The LLVM-IR generated by rustc is loosing critical information. It marks i32*
as noalias
, which means, that no other pointers in vec_clear
's scope will alias it. However, outside vec_clear
scope, other pointers are allowed to alias that memory. That is, if *x
is zero, other threads could be concurrently reading the memory and if LLVM would generate an unconditional store here, that would introduce a data-race, which means that this optimization is not safe on the LLVM-IR generated by rustc. OTOH, &mut i32` means that the pointer has unique access to the memory, that is, no other pointer can access the memory behind it as long as that pointer is alive. Therefore, transforming the code to an unconditional store does not introduce a data-race.
Therefore, I think that noalias
is not enough to perform this optimization and that we would need something stronger for LLVM to be able to perform it.
This also shows that &mut T
is stronger than C's restrict
keyword.
Activity
RalfJung commentedon Aug 6, 2018
Ah, good point. Read-write data races "just" make the read yield
undef
, but even that would clearly be a misoptimization.Correct. AFAIK,
noalias
was never meant to express the full set of properties. It's just the strongest thing LLVM provides.Oh yes, it is very much stronger in various ways.
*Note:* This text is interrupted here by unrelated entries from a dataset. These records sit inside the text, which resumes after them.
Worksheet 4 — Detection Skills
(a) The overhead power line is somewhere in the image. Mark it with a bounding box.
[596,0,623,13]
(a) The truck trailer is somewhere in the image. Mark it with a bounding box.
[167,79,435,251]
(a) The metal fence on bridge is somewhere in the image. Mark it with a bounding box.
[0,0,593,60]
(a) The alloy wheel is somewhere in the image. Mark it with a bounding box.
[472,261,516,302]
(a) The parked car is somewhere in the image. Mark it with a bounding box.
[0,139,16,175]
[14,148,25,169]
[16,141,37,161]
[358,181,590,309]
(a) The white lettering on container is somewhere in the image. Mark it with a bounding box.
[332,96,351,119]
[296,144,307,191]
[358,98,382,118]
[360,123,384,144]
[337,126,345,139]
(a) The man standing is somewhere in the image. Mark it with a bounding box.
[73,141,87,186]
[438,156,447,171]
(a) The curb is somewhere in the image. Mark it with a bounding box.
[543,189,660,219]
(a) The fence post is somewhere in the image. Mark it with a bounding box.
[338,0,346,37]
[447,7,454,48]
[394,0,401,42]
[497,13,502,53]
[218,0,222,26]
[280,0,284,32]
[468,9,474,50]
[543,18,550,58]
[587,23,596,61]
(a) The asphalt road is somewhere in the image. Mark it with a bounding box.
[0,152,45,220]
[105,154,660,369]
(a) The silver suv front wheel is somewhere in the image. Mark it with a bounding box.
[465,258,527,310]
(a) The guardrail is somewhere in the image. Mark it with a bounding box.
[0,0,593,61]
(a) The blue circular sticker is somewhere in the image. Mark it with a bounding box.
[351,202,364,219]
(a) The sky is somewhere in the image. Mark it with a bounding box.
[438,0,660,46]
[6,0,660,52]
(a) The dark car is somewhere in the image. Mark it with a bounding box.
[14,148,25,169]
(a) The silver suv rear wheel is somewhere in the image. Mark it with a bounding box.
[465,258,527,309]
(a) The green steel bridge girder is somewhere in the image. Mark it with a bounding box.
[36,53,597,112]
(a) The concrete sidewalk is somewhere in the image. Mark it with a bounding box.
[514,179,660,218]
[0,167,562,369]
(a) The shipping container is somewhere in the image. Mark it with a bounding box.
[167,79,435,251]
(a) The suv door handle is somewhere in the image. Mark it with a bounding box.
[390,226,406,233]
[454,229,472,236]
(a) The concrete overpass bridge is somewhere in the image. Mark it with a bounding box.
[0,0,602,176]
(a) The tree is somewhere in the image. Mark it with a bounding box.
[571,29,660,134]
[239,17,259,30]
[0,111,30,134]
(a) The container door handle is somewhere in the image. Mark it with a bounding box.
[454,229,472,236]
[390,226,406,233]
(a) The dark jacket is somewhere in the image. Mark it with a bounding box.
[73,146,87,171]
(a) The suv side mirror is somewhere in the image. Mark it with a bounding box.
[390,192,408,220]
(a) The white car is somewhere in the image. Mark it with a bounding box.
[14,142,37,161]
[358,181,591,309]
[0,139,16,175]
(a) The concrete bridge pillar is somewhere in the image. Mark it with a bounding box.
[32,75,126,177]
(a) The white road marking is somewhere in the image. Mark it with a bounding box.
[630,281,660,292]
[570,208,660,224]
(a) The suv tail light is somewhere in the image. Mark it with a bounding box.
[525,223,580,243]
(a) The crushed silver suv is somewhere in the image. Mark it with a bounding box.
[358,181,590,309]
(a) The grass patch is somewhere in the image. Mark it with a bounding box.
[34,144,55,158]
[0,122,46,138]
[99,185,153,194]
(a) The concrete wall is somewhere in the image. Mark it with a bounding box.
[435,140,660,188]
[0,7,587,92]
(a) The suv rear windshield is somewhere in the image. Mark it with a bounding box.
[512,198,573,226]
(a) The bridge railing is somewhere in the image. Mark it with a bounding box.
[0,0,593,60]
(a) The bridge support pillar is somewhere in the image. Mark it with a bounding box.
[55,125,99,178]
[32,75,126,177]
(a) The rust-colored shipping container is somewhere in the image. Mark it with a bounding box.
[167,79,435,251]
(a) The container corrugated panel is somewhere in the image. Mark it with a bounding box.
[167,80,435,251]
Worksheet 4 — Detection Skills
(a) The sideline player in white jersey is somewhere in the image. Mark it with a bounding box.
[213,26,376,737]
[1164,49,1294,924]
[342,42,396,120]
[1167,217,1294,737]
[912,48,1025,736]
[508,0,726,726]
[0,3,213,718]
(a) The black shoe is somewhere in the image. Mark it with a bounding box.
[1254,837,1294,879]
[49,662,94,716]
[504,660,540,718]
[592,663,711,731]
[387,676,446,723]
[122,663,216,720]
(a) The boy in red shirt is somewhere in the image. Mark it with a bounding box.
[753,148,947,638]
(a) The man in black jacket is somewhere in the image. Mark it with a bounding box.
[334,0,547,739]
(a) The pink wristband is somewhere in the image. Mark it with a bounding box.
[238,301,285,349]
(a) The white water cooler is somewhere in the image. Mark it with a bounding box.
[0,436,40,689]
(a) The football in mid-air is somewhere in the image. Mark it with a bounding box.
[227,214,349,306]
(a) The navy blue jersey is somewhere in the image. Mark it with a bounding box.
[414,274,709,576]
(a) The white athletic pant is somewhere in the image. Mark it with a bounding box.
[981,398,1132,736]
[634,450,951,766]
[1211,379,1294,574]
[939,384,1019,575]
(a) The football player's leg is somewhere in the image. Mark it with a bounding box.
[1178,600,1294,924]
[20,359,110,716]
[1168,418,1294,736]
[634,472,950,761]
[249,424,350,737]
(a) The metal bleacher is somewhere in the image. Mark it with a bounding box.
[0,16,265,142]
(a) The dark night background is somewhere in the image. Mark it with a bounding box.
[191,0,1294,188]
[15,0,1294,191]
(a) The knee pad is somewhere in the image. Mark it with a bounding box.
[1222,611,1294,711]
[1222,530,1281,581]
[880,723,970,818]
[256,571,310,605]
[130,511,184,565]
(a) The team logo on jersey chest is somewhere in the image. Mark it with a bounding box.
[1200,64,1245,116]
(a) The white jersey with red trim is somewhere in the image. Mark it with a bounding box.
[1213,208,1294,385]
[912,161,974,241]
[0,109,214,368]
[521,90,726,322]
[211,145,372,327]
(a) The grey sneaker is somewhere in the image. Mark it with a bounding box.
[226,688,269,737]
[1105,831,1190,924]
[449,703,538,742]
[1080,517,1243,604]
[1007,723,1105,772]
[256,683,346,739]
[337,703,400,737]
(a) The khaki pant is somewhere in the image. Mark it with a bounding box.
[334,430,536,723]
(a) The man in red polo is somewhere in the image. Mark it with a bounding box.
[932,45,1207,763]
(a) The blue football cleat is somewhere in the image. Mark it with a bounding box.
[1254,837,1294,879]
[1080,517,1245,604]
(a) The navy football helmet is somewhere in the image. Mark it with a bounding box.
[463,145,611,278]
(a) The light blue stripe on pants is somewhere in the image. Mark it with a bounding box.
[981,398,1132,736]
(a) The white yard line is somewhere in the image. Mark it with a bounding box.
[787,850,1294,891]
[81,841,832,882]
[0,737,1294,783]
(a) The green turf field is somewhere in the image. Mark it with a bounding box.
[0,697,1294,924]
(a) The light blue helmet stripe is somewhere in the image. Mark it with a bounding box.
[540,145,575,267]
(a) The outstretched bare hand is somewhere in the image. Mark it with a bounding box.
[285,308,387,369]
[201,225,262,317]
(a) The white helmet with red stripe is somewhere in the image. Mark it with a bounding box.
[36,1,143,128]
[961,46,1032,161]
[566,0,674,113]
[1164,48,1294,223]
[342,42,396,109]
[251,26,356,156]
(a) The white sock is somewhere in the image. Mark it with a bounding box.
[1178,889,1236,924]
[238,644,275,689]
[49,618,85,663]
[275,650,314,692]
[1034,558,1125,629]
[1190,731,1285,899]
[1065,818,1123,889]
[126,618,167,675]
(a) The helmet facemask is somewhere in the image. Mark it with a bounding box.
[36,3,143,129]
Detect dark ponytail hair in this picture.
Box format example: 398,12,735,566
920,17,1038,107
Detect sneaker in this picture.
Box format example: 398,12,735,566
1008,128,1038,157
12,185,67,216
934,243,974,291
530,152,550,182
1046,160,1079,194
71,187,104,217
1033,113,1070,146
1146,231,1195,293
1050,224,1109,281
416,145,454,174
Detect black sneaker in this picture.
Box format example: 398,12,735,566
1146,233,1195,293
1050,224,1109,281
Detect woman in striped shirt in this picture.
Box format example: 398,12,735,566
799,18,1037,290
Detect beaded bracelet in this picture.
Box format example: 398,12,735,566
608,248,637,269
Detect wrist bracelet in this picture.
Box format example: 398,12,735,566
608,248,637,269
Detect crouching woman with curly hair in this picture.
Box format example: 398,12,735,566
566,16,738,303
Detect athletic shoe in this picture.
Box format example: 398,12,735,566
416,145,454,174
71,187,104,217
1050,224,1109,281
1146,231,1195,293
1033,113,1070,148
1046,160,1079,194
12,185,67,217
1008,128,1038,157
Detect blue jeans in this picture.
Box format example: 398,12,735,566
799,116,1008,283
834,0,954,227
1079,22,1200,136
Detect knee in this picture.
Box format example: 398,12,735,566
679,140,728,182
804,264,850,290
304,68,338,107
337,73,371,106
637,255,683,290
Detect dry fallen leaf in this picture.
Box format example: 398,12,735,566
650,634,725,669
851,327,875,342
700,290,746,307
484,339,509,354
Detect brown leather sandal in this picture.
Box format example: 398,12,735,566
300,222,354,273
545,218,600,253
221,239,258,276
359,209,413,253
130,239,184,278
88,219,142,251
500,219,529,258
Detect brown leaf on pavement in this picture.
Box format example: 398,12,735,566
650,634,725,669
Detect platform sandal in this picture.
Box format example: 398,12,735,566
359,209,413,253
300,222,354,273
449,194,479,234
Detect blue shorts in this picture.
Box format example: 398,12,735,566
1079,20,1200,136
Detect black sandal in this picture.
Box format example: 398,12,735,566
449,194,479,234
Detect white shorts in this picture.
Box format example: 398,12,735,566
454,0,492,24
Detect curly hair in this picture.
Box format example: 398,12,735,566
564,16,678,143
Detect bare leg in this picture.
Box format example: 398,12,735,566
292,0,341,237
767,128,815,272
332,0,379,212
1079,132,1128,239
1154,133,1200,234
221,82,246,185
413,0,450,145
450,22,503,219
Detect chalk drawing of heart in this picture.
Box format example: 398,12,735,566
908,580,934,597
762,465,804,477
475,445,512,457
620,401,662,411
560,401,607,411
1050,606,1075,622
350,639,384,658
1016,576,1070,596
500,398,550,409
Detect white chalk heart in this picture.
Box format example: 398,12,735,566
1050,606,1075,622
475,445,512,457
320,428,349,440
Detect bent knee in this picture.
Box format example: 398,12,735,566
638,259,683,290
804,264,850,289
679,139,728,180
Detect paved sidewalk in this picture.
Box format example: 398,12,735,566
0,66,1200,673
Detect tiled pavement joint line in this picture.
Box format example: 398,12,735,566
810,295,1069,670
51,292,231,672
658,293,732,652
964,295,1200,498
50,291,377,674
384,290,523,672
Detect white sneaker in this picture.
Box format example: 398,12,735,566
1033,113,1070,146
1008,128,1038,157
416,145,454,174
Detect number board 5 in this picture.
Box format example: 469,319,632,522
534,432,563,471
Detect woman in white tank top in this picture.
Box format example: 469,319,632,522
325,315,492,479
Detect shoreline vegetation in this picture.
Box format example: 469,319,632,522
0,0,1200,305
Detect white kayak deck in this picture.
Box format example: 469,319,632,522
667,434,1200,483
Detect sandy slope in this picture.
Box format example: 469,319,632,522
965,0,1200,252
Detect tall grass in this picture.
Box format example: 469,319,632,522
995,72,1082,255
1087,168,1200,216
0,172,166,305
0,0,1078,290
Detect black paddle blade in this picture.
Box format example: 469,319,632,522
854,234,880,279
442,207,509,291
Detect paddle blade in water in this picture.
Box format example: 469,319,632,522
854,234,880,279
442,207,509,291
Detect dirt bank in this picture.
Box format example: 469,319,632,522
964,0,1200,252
varkor commentedon Aug 6, 2018
Isn't this the sort of thing the
noalias
andalias.scopes
metadata (#16515) allows one to express?gnzlbg commentedon Aug 6, 2018
@varkor what would be the scopes for the
load
andstore
s in the example?varkor commentedon Aug 6, 2018
In this example, as you point out, the aliasing is important with regards to memory accesses outside the function. So if in theory you could mark all the others... I doubt that's sufficient for LLVM though.
leonardo-m commentedon Aug 9, 2018
Is it a good idea to write a LLVM enhancement request?
gnzlbg commentedon Aug 9, 2018
As @varkor says, we could mark all others, and we would have to mark all others for every &mut that the programs creates, and even then, this is not something that alias analysis would take into account because no sane language front-end will do this.
Extending LLVM to support this won't be easy either. Currently LLVM hoists memory ops from functions when profitable, but:
so when hoisting the load (or store) from
foo
to the outer scope, the "invariant" that that's the only pointer to the data doesn't hold any more, because in the outer scope there might be other pointers to the data.So all the optimizations that currently move memory across scope would need to update and be extremely careful with any attribute/metadata that we might want to use.
Maybe a minimal extension to alias analysis that allow us to specify the "opposite" / "negative" aliasing groups would be enough, but one would need to teach many pieces of the pipeline about this for the new information to result in better code gen.
steveklabnik commentedon Sep 25, 2020
Triage: no idea what the current status of this is, to be honest. I imagine that this was never suggested upstream.
RalfJung commentedon Sep 26, 2020
If
noalias
really means "does not alias for the duration of this function call", then I think in fact it would be enough. Unfortunately,noalias
scoping in LLVM is basically undocumented, and ti is also buggy so one cannot just go from the implementation.However, a new round of noalias/restrict patches has been landing recently (https://lists.llvm.org/pipermail/llvm-dev/2019-March/131127.html, https://reviews.llvm.org/D69542#change-veawD9rpruA2), so maybe that new infrastructure is powerful enough to express the desired guarantee here.
FWIW, Stacked Borrows does allow the optimization.